Starring: Patrick Troughton
BBC Radio Collection
RRP £13.99
ISBN 0 563 52410 3
Available now


Landing on a foam-flecked beach on the south coast, the Doctor, Jamie and Victoria are mistaken for saboteurs by the chief of the nearby gas refinery. A number of refinery personnel have been behaving oddly. Then Maggie Harris, the wife of a senior staff member, is stung by a strangely animated piece of seaweed...

With its "base under siege" format and its chief, in this case Robson (Victor Maddern), whose stress levels have his sanity balancing on a knife-edge, this tale could easily have seemed like a mere retread of themes already well covered in The Tenth Planet, The Moonbase and The Ice Warriors. Robson even sounds like Hobson, the commander in The Moonbase! However, Fury from the Deep has more to offer.

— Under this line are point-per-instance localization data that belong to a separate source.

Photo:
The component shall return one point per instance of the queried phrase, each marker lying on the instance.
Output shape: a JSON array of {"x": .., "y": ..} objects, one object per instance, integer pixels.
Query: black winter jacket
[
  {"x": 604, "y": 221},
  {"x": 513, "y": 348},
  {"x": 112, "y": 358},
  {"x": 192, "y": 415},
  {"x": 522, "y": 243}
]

For a start, the foes in question aren't the usual men in monster suits that populate the Troughton era, adversaries whose charms are largely lost on audio in any case. Here the enemies are a seaweed creature and the humans it possesses, including the memorably sinister Oak (John Gill) and Quill (Bill Burridge). Sadly we don't get to see their spooky faces as they breathe poisonous gas over their victims, apart from a little image of Quill's ugly mush on the front cover, but the eerie heartbeat sound of the weed in the pipeline still works well.

The tone of the story is very atmospheric, with writer Victor Pemberton, director Hugh David and musician Dudley Simpson all turning the creepiness up a notch. The endings to Episodes Two and Three are noticeably subtler than the usual "shock, horror" type of cliffhanger, particularly the climax to the third instalment, as the possessed Maggie (June Murphy) quietly wades out to sea.

Pemberton's script isn't perfect by any means. Much misuse is made of the term "alive" and its synonyms to mean "animated" when applied to the weed creature, overlooking the fact that plants are living things. The serial is slightly overlong, though not nearly as tedious as many six-parters. The helicopter sequence in Episode Six would no doubt have looked quite exciting on television, but it tries one's patience without the visuals. And the departure of Victoria (Deborah Watling) from the TARDIS crew is not very subtly set up, with the companion bemoaning the dangers and instability of space/time travel during almost every episode.

However, her eventual departure is sensitively handled and well performed by Watling, Troughton and Frazer Hines (who also narrates this remastered presentation - the previous audio cassette version had been narrated by Tom Baker).

Our enjoyment of this classic tale is made complete by the presence of a vintage BBC1 continuity announcement at the start of the final episode and a trailer for the subsequent serial, The Wheel in Space, which is also the next story scheduled for release by the BBC Radio Collection.

As part of the famous "monster season" of Doctor Who, Fury from the Deep is certainly no weed.